Whatever Next? by Anne Glenconner (Hodder £22, 288pp)
This is a lovely read, by turns hilariously anecdotal (when an Italian count put his hand down her blouse, she removed it and bit it ‘frightfully hard’) and unbearably sad, when she talks about the deaths of her two eldest sons, one from drug addiction leading to hepatitis C and one from Aids.
This time, she goes deeper into the true horror of her marriage to Colin Tennant, which she made light of in her first book. Here she admits: ‘I lived with domestic violence and emotional abuse for most of my marriage.’
Only once did Colin physically hit her, but that was a terrible incident, in Mustique. He drove her home after a minor perceived misdemeanour and hit her over the head with a walking stick, leaving her permanently deaf in one ear. Although they lived more separately from that moment on, she stayed married to him.

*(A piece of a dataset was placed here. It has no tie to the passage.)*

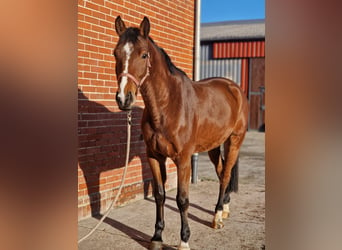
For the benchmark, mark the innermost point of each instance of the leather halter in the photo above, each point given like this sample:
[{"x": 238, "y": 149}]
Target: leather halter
[{"x": 137, "y": 83}]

Confessions: A Life Of Failed Promises
by A. N. Wilson (Bloomsbury £20, 320pp)
‘Marital warfare was the air I learned to breathe,’ writes A. N. Wilson in his gripping confessional memoir, by turns hilarious and poignant, in which he puts his parents’ marriage and his own first marriage under the microscope.
Confessions: A Life Of Failed Promises by A. N. Wilson (Bloomsbury £20, 320pp)
Of his tetchy mother, Jean, who seemed to subsist on one Jacob’s Cream Cracker per day, he writes, ‘She had a greater capacity than anyone I ever met to squeeze discontent from the happiest of circumstances.’
Of his own first marriage to the Renaissance scholar Katherine Duncan-Jones, he recounts his escalating rage at having been trapped, aged 20, by a woman ten years his senior.
Yet, along with the rage — also fired up by recalling his sadistically abusive prep-school headmaster — there’s profound affection in this beautifully written book, not only for a host of minor characters, including a saintly vicar who admits he doesn’t believe that prayer works, but also for his mother and for Katherine.
Wilson’s depiction of Katherine’s gradual vanishing in the grips of dementia is one of the most heart-breaking accounts of that disease I’ve ever read.
Calling The Shots
by Sue Barker with Sarah Edworthy (Ebury £20, 336pp)
Clearing out her parents’ cupboard recently, Sue Barker came across an envelope. ‘Grass from the Centre Court (Aberdare Cup, 1969),’ it said on the front, in her father’s handwriting.
Calling The Shots by Sue Barker with Sarah Edworthy (Ebury £20, 336pp)
It was a memento of the day when 13-year-old Sue embarked on her stellar tennis career, thanks to being talent-spotted at her convent in Paignton by the resident coach at the Palace Hotel in Torquay, Arthur Roberts. He became her lifelong coach and mentor (she still refers to him as ‘Mr Roberts’).
Sue tells the story of her life as both tennis player and TV presenter, recounting the best moments (such as winning the French Open aged 20) and the worst (losing to Martina Navratilova in the Wimbledon quarter-finals weeks later, and losing to Betty Stove in the semi-final in 1977) — all recalled as if they happened yesterday.
She dated Cliff Richard for a while, only to be told via a friend that ‘Cliff wants to cool it’. All very well — but why did he then have to harp on in interviews for decades about ‘not loving her enough to propose’? It drives her mad.
Considering she got badly bitten on the eye and face by her aunt’s dog in 1980, it’s amazing that Sue (happily married and living in the Cotswolds) has since been the adoring owner of five Rottweilers.